Thursday, September 5, 2013

UK's Financial Conduct Authority discovering transparency

Under the FDR Framework, governments are given the responsibility for ensuring that for each financial product or security market participants have access to all the useful, relevant information in an appropriate, timely manner so they can make a fully informed decision.

The UK's Financial Conduct Authority is learning what this means in the aftermath of the PPI mis-selling scandal.  As Yves Smith observed, no one on Wall Street is compensated for creating transparent, low margin products.  PPI was not an exception.

Phillip Inman points out in his Guardian column,

No amount of consumer education could undermine the efforts of high street banks desperate to sell PPI. It was a dangerous and fraudulent product that made fantastic profits for the banks. 
Try as they might, no single campaigner could block the marketing juggernaut designed to drive sales until more than half the working population had been sold one and the compensation bill topped £10bn. 
In the end it dawned on the government that only the regulator could fix the problem.
But the question is how could a regulator fix the problem of PPI or similar financial products or securities?
the Financial Conduct Authority (FCA), has .... enshrined a policy of "temporary product intervention" that means regulators step in when it becomes obvious financial companies are bamboozling their customers. 
Such bamboozling is happening now on packaged current accounts, which banks sell typically for £10 a month with phone and travel insurance bolted on. The accounts are sold despite many customers not needing the extra products or not being able to make a claim. Complaints are pouring in. 
Speculation abounds that the FCA is about to announce a temporary product intervention, or in common parlance a clampdown, on their sale. 
Temporary product intervention is an after the fact solution.  The idea being to end the sale of a financial product before too much damage has been done to customers.
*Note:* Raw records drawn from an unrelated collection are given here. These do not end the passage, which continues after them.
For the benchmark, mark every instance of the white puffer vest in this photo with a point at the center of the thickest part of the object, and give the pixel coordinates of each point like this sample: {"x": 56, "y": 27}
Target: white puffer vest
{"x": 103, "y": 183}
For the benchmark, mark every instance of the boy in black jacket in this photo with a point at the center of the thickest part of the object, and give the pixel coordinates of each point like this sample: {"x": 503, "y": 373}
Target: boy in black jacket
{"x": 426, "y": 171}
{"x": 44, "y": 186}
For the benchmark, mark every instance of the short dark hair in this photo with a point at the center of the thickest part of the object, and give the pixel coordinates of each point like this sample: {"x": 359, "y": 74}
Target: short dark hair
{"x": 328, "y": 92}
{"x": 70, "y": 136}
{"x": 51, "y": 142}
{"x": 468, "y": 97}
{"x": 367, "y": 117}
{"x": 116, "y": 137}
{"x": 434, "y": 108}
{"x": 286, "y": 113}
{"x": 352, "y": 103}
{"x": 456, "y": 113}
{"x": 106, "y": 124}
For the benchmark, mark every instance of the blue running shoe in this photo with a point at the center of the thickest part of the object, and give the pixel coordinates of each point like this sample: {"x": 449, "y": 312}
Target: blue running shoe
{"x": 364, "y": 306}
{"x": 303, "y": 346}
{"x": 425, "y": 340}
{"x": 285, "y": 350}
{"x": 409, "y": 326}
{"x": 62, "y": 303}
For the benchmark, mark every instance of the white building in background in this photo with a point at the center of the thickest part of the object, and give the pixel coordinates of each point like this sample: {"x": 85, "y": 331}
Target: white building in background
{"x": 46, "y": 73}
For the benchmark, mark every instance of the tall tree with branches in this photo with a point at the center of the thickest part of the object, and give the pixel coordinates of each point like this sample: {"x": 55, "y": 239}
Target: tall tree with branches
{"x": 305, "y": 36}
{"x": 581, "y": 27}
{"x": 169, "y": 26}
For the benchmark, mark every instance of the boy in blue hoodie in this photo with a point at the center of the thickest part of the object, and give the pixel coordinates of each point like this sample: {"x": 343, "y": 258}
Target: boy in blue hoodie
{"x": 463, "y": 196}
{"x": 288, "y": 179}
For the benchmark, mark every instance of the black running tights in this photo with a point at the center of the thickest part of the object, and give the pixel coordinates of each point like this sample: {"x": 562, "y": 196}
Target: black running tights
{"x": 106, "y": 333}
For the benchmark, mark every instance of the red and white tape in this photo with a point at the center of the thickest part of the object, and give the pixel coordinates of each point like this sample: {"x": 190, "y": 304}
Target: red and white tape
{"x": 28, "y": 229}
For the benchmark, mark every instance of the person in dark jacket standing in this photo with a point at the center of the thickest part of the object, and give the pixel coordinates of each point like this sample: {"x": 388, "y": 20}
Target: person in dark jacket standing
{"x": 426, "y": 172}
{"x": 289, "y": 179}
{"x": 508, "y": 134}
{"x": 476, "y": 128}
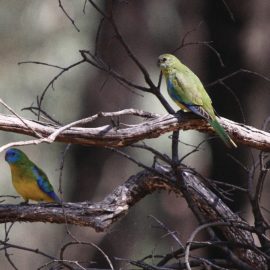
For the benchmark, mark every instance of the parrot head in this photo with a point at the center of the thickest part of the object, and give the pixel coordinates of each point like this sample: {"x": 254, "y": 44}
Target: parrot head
{"x": 15, "y": 156}
{"x": 167, "y": 61}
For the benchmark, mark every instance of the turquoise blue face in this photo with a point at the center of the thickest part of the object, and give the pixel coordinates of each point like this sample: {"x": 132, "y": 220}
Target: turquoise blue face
{"x": 13, "y": 155}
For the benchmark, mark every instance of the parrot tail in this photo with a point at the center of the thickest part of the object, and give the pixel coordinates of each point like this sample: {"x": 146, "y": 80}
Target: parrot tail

This is a flawed role for regulators for the simple reason that it doesn't prevent financial customers from being taken advantage of in the first place.  Rather it lets Wall Street/The City take advantage of their customers and hopes to end the most egregious practices.
There was a hint in the aftermath of the banking crash that regulators would go further and examine each and every new financial product for its potential to cause harm, but that was dropped.
In the US, the Consumer Financial Protection Bureau has been given the role of examining each and every new financial product for its potential to cause harm.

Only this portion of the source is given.